Home » excel » python – How to change file extension?

python – How to change file extension?

Posted by: admin April 23, 2020 Leave a comment

Questions:

I am trying to scrape an ‘.xlsx’ file from the Tax Foundation website. Sadly I keep receiving an error message that reads: Excel cannot open the file '2017-FF-For-Website-7-10-2017.xlsx because the file format or file extension is not valid. verify that the file has not been corrupted and that the file extension matches the format of the file. I did some research and it says the way to fix this is to change the file extension to ‘.xls’ instead of ‘.xlsx’. Can anyone help?

from bs4 import BeautifulSoup
import urllib.request
import os

url = urllib.request.urlopen("https://taxfoundation.org/facts-figures-2017/")

soup = BeautifulSoup(url, from_encoding=url.info().get_param('charset'))

FHFA = os.chdir('C:/US_Census/Directory')

seen = set()
for link in soup.find_all('a', href=True):
    href = link.get('href')
    if not any(href.endswith(x) for x in ['.xlsx']):
        continue

    file = href.split('/')[-1]
    filename = file.rsplit('.', 1)[0]
    if filename not in seen:  # only retrieve file if it has not been seen before
        seen.add(filename)  # add the file to the set
        url = urllib.request.urlretrieve('https://taxfoundation.org/' + href, file)
    print(filename)

print(' ')
print("All files successfully downloaded.")

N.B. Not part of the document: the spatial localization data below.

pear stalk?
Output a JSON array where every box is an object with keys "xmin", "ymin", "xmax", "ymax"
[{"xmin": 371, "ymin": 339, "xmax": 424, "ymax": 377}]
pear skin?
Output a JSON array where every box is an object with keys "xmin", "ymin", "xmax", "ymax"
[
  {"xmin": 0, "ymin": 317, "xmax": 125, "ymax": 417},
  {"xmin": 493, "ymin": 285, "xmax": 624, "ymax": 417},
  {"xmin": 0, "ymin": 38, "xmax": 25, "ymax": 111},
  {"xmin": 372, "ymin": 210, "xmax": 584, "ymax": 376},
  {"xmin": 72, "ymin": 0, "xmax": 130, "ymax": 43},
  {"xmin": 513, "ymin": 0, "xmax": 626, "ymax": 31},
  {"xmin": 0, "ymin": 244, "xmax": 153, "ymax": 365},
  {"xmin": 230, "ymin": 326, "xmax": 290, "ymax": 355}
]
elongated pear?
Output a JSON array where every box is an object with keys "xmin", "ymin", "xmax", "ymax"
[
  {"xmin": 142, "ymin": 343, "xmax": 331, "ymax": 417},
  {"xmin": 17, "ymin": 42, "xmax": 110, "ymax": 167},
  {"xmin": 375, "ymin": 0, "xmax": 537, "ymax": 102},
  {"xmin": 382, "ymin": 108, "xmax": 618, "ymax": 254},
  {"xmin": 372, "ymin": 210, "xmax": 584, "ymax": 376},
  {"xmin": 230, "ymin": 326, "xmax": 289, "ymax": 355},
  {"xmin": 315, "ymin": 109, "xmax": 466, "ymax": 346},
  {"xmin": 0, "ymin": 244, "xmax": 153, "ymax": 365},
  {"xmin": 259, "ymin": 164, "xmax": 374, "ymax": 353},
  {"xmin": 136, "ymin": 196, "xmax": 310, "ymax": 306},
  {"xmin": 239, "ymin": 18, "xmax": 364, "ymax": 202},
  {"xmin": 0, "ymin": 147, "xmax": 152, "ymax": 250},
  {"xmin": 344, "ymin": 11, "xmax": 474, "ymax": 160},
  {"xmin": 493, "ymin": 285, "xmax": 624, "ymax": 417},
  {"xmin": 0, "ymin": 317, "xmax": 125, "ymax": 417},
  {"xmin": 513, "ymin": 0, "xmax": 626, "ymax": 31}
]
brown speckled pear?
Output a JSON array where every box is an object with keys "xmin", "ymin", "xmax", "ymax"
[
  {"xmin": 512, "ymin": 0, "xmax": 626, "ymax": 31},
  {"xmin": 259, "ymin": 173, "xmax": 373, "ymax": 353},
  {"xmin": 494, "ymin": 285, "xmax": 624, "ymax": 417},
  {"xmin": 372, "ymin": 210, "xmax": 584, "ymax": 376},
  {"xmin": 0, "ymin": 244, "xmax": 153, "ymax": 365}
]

P.S. I know you can download the file, but I am web scraping it to automate a specific process.

How to&Answers:

Your problem was with your url = urllib.request.urlretrieve('https://taxfoundation.org/' + href, file) line. If you go to the website and hover over the Excel download button, you’ll see there is a much longer link, https://files.taxfoundation.org/20170710170238/2017-FF-For-Website-7-10-2017.xlsx (notice the 2017....238?). So you were never correctly downloading the Excel file. Here’s the correct line to do so:

url = urllib.request.urlretrieve(href, file)

Everything else was working correctly.